FuxiaoLiu / LRV-Instruction

[ICLR'24] Mitigating Hallucination in Large Multi-Modal Models via Robust Instruction Tuning
https://fuxiaoliu.github.io/LRV/
BSD 3-Clause "New" or "Revised" License
254 stars 13 forks source link

A question about "hallucination in captions" #23

Closed bigbrother001 closed 5 months ago

bigbrother001 commented 5 months ago

One of the reviewers comment that, this work addresses "yes or no" hallucination instead of a general hallucination problem, e.g., hallucination in captions. I'm not very clear about his/her comment, could you tell that what are the "general hallucination problem" and "hallucination in captions." mean? Expecting to hear your opinions.
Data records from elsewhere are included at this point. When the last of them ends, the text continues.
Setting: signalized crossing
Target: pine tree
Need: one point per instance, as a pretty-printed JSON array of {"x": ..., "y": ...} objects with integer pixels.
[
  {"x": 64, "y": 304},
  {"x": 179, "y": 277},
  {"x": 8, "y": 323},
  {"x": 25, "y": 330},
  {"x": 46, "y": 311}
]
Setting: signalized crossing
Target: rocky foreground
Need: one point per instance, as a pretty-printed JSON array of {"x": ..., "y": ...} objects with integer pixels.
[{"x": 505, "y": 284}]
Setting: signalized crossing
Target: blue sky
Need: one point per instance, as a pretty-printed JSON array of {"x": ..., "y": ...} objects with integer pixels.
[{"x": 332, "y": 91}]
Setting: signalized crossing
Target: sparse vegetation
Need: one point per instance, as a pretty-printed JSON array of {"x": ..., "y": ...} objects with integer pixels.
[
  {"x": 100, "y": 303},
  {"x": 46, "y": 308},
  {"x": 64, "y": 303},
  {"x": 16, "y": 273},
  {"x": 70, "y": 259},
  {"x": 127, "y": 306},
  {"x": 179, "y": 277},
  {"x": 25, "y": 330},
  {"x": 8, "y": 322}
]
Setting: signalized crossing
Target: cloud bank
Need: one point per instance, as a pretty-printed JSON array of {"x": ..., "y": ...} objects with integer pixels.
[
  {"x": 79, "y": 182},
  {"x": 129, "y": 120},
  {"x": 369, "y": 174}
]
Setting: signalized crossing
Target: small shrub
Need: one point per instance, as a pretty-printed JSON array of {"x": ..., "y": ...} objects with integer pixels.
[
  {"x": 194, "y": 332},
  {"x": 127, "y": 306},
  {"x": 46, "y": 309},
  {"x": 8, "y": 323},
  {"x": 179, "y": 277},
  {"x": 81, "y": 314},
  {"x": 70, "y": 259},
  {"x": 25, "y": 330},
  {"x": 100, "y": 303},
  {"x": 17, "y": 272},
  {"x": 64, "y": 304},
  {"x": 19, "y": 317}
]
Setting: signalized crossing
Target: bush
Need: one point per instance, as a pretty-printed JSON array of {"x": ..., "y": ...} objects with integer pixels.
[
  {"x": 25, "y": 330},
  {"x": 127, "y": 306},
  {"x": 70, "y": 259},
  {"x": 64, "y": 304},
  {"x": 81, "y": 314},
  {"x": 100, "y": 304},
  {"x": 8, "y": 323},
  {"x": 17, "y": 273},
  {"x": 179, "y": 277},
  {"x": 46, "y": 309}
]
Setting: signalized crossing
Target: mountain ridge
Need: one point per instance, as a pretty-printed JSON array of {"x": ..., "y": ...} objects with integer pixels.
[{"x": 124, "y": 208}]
FuxiaoLiu commented 5 months ago

The reviewer's comment means that our model is good at doing the Discriminative task (Yes/no). LLaVA and minigpt4 always answer 'yes' for most of the questions while our model is more honest and know when to answer 'no'. If the question is not a Discriminative task like summarization task or multi-choice QA, our model may not address them very well. For examples, if the question is "Describe this image."
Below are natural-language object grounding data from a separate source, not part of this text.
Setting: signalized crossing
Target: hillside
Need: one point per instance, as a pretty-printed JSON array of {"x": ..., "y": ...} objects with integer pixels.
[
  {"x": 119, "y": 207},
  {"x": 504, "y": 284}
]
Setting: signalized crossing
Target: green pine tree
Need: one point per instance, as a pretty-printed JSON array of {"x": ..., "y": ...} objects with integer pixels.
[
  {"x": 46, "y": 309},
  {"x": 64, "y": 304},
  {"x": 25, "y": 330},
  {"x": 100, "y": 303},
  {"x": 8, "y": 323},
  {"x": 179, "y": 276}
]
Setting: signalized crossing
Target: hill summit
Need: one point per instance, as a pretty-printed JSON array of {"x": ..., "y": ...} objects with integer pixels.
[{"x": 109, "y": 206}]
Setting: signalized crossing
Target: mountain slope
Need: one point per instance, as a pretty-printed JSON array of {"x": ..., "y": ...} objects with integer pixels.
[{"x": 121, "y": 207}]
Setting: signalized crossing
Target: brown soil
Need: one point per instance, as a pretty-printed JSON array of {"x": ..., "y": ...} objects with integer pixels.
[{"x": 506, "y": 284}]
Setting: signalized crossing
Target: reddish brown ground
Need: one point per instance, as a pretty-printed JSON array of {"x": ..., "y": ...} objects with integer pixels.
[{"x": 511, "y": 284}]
The answer will be "The scene takes place in an urban area, where a bicycle is parked next to a trash bin. The bicycle is situated on the right side of the image, with its front wheels slightly turned. There are several other people in this area, walking and standing around at various distances from the trash bin."

If there are no people in the image, that's the general hallucination problem.

bigbrother001 commented 5 months ago

Thank you very much for your explanation, I think I understand it now.